Goat Farming Is the Life for You and Me

Happy Acres Family Farm in Templeton.
George Yatchisin

Sure, it’s relatively everyday to see a woman welcome you to her place with a kid in her arms. But it’s much more unusual for that woman to have a baby goat kind of kid in her arms. For that, you need to be greeted by Stephanie Simonin to Happy Acres Family Farm in Templeton. “It’s like Charlie and the Chocolate Factory here,” she says. “You leave your grownup side behind. It’s a passion of mine to see people experience it. They feel like they’re going back in time. Plus, it’s good for people to know where their food is coming from.”

Stephanie Simonin
George Yatchisin

Where it comes from at Happy Acres is 56 certified organic acres, most of which is roamed by goats, more than 200 at this point. They’ll hitch up their front legs on the fence to eat the peanuts Simonin provides and look you straight in the eye with their beguiling rectangular pupils. But that’s just the beginning of the tour, for in two hours you will get to milk a goat yourself, find out the temperature of new milk, tour the cheese-making facility wearing a decidedly non–fashion-friendly set of booties and hairnet, and get to mix your own goat cheese flavorings, from herb to sundried tomato. All that activity will be narrated by the gregarious Simonin, so be ready for her stream of puns to no doubt get your, er, goat.

She’s certainly a cheerleader for the sustainable, goat-filled life. “We had a field trip of 90 1st graders the other day,” she explained, “and 85 percent of them thought that milk could come from boy goats and girl goats. A hundred years ago, kids didn’t know what a Nintendo DS was, but I’m sure they knew milk came from a girl goat.” She does realize she can get a bit too over-the-top with her zeal for illustrating the more pastoral life, adding, “Do I sound Little House on the Prairie-ish?” and then adopting an overdone hickish accent to add, “Someone come tie my corset!”

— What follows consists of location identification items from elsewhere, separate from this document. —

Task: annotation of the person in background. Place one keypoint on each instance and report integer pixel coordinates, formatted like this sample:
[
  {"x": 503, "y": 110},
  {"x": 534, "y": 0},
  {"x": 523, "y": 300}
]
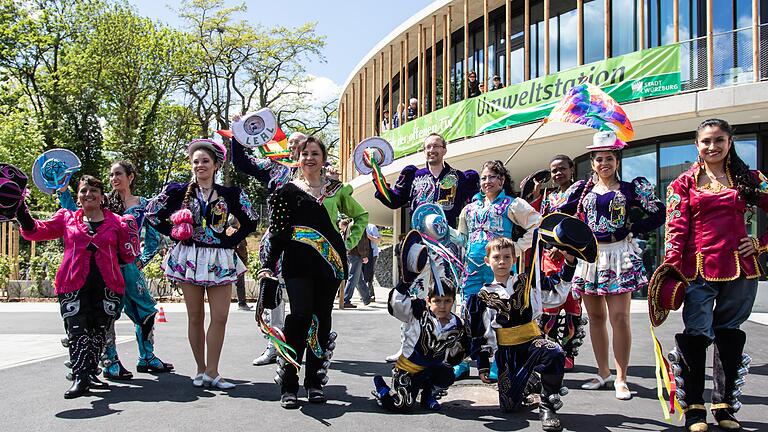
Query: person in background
[
  {"x": 369, "y": 268},
  {"x": 242, "y": 251}
]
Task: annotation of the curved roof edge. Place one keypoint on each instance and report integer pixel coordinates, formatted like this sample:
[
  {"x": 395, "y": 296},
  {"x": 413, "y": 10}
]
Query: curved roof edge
[{"x": 412, "y": 21}]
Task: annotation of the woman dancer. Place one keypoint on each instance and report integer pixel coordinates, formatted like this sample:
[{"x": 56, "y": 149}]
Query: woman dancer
[
  {"x": 138, "y": 302},
  {"x": 713, "y": 196},
  {"x": 493, "y": 213},
  {"x": 304, "y": 229},
  {"x": 567, "y": 328},
  {"x": 604, "y": 203},
  {"x": 203, "y": 260},
  {"x": 89, "y": 283}
]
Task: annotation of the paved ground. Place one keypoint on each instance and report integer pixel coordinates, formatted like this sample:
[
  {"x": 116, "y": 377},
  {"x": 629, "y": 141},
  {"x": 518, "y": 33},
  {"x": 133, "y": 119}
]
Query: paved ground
[{"x": 32, "y": 373}]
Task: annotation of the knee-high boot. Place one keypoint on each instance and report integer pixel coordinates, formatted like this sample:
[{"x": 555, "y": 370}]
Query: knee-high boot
[
  {"x": 731, "y": 366},
  {"x": 688, "y": 361},
  {"x": 148, "y": 361},
  {"x": 551, "y": 391}
]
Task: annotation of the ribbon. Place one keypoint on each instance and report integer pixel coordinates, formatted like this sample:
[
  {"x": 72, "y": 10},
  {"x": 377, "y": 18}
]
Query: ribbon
[
  {"x": 378, "y": 178},
  {"x": 276, "y": 336},
  {"x": 664, "y": 380}
]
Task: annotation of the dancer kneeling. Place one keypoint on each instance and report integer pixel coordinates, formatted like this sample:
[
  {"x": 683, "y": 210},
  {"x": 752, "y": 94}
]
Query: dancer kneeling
[
  {"x": 503, "y": 322},
  {"x": 434, "y": 339}
]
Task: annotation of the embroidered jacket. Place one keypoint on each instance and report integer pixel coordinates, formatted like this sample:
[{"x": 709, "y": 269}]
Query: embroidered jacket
[
  {"x": 115, "y": 240},
  {"x": 305, "y": 232},
  {"x": 427, "y": 342},
  {"x": 452, "y": 189},
  {"x": 608, "y": 214},
  {"x": 151, "y": 236},
  {"x": 505, "y": 314},
  {"x": 704, "y": 229},
  {"x": 210, "y": 219}
]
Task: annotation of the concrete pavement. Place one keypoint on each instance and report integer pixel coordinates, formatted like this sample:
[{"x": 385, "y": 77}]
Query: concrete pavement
[{"x": 32, "y": 373}]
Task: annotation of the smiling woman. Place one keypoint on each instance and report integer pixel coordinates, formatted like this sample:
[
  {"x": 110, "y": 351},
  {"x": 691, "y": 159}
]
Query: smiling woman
[{"x": 203, "y": 261}]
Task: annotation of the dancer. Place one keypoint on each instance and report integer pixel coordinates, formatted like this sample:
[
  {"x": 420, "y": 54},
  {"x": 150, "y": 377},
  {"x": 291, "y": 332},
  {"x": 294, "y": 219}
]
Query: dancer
[
  {"x": 304, "y": 233},
  {"x": 604, "y": 203},
  {"x": 437, "y": 183},
  {"x": 713, "y": 196},
  {"x": 563, "y": 324},
  {"x": 494, "y": 212},
  {"x": 503, "y": 322},
  {"x": 433, "y": 339},
  {"x": 271, "y": 175},
  {"x": 137, "y": 302},
  {"x": 89, "y": 283},
  {"x": 203, "y": 260}
]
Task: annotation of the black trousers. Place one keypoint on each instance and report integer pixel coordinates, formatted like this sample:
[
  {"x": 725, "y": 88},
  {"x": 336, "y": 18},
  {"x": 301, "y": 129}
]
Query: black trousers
[
  {"x": 307, "y": 297},
  {"x": 88, "y": 314}
]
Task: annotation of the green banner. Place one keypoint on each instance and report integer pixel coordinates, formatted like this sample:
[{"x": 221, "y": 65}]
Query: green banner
[
  {"x": 651, "y": 72},
  {"x": 646, "y": 73},
  {"x": 450, "y": 122}
]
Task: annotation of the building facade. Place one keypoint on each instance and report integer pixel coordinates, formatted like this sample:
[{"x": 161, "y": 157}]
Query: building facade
[{"x": 670, "y": 63}]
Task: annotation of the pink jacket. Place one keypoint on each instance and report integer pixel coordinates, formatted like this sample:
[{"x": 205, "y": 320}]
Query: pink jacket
[{"x": 116, "y": 237}]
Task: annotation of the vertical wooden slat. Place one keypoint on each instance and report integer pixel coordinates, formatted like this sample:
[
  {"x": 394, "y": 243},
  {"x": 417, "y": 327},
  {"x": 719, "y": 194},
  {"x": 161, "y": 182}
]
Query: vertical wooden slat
[
  {"x": 527, "y": 37},
  {"x": 676, "y": 19},
  {"x": 390, "y": 80},
  {"x": 580, "y": 32},
  {"x": 433, "y": 104},
  {"x": 641, "y": 25},
  {"x": 546, "y": 37},
  {"x": 407, "y": 95},
  {"x": 448, "y": 59},
  {"x": 756, "y": 67},
  {"x": 446, "y": 79},
  {"x": 710, "y": 47},
  {"x": 507, "y": 40},
  {"x": 363, "y": 103},
  {"x": 485, "y": 45},
  {"x": 607, "y": 29},
  {"x": 420, "y": 70},
  {"x": 466, "y": 49}
]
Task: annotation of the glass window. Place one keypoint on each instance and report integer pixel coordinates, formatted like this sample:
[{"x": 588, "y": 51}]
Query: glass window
[
  {"x": 594, "y": 41},
  {"x": 623, "y": 27}
]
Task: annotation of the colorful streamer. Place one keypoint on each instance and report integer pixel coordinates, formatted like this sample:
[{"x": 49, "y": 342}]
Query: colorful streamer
[
  {"x": 587, "y": 105},
  {"x": 378, "y": 178},
  {"x": 665, "y": 380}
]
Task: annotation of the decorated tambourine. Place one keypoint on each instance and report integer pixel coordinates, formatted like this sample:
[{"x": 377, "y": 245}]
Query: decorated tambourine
[
  {"x": 255, "y": 129},
  {"x": 373, "y": 151},
  {"x": 13, "y": 188},
  {"x": 53, "y": 170}
]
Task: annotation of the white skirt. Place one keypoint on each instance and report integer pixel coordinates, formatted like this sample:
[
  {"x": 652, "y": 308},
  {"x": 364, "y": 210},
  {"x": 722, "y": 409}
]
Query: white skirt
[
  {"x": 618, "y": 269},
  {"x": 202, "y": 265}
]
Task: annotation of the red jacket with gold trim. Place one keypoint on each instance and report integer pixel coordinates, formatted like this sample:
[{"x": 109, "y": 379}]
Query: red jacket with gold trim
[{"x": 704, "y": 229}]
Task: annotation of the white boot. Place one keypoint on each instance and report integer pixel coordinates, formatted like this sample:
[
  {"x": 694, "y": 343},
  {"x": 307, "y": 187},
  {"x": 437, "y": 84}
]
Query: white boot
[{"x": 269, "y": 356}]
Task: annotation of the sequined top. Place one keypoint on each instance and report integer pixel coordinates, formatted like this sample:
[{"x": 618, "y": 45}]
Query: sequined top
[{"x": 607, "y": 214}]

Stephanie Simonin with her kids.
George Yatchisin

Simonin’s Happy Acres story begins with Stella, her first goat, originally purchased to nurse an orphan calf (Simonin’s husband is a cattle rancher). “I got her in order to bottle-feed a calf,” she recalled, “but the goat was so cool she let the calf suck right off of her. We just made the ramp taller as they grew.” Later, when one of Simonin’s children had some health problems, she read that goat’s milk is easier to digest than cow’s milk, so gave her child goat milk. “Things cleared up, so that’s when I became totally obsessed,” she claimed. “That’s when the whole project started to form.”

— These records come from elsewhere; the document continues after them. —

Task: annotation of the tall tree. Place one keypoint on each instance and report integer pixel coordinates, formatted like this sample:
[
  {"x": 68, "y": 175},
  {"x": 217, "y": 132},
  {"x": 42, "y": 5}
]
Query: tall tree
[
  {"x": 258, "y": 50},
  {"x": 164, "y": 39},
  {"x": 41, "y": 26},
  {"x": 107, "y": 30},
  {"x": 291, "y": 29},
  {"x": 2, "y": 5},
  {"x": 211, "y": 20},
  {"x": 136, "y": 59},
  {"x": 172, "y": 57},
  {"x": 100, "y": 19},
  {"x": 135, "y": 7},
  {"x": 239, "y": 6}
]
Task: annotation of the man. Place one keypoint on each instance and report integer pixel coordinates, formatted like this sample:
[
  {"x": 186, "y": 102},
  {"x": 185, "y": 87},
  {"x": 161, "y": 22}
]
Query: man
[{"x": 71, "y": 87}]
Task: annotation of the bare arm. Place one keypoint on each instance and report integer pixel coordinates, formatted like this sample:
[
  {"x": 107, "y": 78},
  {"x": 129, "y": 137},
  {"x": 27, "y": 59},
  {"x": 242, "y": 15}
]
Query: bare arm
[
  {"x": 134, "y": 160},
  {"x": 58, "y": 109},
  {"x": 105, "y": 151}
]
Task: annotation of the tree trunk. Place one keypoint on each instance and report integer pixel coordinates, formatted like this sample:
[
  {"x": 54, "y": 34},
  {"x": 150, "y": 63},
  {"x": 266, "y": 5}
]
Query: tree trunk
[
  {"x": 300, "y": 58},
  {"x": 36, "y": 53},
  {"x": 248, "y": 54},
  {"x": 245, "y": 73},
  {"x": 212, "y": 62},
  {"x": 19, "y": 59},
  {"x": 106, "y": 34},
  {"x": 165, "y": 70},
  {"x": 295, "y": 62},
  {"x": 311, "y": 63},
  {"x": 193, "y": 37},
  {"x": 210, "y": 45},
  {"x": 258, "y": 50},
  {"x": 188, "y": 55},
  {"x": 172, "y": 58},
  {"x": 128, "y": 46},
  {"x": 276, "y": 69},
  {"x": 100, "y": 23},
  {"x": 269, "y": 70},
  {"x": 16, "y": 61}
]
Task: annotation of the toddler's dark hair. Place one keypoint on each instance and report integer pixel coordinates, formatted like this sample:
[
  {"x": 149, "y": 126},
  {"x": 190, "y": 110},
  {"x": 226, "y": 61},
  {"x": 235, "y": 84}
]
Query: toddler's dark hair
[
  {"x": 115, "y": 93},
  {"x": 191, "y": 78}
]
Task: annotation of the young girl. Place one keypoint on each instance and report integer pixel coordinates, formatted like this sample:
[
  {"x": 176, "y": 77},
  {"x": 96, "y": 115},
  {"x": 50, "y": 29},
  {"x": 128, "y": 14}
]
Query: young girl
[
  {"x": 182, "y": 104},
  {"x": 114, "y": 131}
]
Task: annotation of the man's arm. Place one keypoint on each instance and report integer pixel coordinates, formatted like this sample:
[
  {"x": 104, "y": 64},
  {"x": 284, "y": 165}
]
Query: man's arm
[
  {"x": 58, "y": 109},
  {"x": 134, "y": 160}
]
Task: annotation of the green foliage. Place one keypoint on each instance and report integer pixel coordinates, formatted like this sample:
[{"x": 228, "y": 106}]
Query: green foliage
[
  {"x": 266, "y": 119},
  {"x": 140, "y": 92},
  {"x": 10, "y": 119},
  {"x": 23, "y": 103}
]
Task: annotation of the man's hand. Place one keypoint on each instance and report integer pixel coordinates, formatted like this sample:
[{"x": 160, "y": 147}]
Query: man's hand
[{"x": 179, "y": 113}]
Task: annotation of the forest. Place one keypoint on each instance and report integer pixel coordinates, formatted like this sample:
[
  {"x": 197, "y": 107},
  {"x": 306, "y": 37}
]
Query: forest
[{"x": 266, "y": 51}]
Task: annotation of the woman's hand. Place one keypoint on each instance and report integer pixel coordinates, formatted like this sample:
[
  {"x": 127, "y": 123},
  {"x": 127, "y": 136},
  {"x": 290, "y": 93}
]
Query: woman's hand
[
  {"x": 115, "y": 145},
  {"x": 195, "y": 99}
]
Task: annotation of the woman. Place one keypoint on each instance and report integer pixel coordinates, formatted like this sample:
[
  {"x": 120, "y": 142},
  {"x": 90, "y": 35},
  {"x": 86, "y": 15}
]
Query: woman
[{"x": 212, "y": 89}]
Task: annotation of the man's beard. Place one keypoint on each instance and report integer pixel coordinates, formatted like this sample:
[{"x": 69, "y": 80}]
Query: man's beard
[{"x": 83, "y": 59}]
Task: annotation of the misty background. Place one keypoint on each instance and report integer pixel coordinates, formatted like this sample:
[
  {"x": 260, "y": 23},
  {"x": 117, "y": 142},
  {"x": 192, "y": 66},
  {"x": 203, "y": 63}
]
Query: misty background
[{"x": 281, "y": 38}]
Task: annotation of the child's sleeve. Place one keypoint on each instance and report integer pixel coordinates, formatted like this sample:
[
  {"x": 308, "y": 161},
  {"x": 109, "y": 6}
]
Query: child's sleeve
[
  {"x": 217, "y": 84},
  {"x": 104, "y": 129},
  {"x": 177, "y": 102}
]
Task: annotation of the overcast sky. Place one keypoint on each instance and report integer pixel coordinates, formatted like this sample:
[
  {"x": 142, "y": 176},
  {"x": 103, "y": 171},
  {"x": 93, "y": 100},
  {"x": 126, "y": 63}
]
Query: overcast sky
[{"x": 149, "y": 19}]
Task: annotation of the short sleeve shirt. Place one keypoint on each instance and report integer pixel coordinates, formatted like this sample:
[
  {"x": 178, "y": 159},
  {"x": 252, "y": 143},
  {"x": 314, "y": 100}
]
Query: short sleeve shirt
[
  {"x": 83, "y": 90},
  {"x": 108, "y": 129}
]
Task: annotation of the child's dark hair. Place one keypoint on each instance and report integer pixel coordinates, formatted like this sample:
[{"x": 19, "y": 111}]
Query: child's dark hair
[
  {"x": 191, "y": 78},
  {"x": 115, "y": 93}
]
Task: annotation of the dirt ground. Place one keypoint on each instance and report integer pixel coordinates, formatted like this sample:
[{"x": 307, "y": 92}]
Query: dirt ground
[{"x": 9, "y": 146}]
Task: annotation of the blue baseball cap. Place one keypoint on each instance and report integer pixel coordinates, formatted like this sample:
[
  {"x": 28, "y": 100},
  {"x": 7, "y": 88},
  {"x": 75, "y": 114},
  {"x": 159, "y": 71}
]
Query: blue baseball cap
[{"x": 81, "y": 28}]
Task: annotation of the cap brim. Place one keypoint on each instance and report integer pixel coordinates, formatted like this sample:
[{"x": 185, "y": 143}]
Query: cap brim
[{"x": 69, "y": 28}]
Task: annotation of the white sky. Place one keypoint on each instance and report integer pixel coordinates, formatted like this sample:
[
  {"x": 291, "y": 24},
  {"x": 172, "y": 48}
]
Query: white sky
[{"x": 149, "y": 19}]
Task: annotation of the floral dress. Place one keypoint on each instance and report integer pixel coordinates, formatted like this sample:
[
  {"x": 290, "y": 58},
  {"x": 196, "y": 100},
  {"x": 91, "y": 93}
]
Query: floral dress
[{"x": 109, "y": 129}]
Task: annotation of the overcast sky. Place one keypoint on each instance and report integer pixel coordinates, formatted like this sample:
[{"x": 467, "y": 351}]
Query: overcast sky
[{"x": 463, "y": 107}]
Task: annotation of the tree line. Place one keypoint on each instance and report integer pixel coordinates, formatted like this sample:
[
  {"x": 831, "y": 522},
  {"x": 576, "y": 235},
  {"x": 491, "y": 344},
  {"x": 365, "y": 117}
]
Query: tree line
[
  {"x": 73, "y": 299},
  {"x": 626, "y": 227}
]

Or perhaps that’s starting “to farm,” as Happy Acres also features organically grown produce and an unusual mix of alpacas, hens, miniature donkeys, and horses. The operation is overseen by Simonin, and her mother, Laurie Scattini, who came onboard to make the cheese and develop goat-milk skincare, from cleansers to lotions. In general, it’s a female-run farm, for as Simonin explained, “The goats respond well to gentle words and gentle touch. They are very social animals. My goats respond well to having names and their pampered lifestyle. They wouldn’t know what to do if they were suddenly a number.”

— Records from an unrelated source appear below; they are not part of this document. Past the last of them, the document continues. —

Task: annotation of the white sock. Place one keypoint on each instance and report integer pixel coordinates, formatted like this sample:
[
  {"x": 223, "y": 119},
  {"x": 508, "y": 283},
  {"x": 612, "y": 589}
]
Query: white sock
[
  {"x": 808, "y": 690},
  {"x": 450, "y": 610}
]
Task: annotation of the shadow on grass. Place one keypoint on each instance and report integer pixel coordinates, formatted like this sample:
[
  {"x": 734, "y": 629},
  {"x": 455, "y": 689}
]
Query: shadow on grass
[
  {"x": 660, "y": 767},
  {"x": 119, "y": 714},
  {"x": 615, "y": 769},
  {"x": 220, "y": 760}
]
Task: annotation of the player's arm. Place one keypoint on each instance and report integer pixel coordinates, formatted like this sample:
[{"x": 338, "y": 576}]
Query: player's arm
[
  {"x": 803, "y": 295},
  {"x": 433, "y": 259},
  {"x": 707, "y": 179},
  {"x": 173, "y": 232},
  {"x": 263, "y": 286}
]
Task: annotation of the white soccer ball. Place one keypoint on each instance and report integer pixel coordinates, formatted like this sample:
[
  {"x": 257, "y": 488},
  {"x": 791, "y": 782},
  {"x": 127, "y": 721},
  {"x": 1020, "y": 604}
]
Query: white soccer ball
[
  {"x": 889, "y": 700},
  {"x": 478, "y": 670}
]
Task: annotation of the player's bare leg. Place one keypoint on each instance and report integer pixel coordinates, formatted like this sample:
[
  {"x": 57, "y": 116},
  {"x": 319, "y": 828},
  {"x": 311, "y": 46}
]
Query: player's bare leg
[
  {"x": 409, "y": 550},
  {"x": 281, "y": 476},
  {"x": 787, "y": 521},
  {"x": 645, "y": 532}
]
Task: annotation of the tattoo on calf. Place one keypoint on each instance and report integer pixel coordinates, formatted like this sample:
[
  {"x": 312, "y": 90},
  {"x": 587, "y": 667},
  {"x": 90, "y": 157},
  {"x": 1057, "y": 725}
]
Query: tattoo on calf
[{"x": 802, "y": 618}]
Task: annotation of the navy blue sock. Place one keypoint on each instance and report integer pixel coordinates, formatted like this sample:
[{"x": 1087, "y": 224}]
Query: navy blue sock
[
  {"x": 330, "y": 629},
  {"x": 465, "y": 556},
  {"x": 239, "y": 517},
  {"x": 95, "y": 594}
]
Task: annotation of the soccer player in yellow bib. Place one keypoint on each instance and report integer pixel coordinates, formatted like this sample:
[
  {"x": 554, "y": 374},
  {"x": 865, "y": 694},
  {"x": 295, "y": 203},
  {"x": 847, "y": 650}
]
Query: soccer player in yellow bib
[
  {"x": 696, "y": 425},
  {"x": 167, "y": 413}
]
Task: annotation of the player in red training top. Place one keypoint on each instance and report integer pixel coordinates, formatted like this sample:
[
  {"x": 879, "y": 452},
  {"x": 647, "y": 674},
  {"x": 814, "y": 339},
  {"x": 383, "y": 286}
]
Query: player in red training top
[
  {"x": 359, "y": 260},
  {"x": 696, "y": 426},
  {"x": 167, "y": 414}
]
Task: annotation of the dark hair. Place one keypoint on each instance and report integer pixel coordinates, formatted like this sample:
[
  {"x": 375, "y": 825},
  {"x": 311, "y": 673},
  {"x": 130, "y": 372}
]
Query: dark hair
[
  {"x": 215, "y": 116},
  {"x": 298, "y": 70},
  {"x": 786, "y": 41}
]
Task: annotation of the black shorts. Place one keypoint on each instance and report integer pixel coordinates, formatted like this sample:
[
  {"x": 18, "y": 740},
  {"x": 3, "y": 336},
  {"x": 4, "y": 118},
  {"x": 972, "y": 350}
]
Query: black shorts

That pampering leads to cheese and goat-milk ice cream in demand not only in the finest restaurants in S.L.O. County, like Templeton’s McPhee’s Grill and Santa Margarita’s The Range, but now also in northern Santa Barbara County in esteemed spots like Full of Life Flatbread, Los Olivos Café, and Root 246 in Solvang. “My parents promised it at a tasting event recently,” Simonin said, “so now, apparently, we’re shipping cheese in California. But only here — we pride ourselves on the freshness of our cheese and don’t want to compromise that.”

George Yatchisin

Simonin still prefers people come to the farm not just to buy but also to learn. They can even just stop in to buy fresh eggs and produce at the new farm stand. “It used to be a nursery, but the nursery closed down,” she explained. “They tore the building down, then dropped it off for me with no directions on how to put it back together.” Luckily, a handy neighbor offered to figure it out, and, Simonin said, “It looked like a pile of junk when it got here, but now it’s the cutest thing ever … except for my goats.”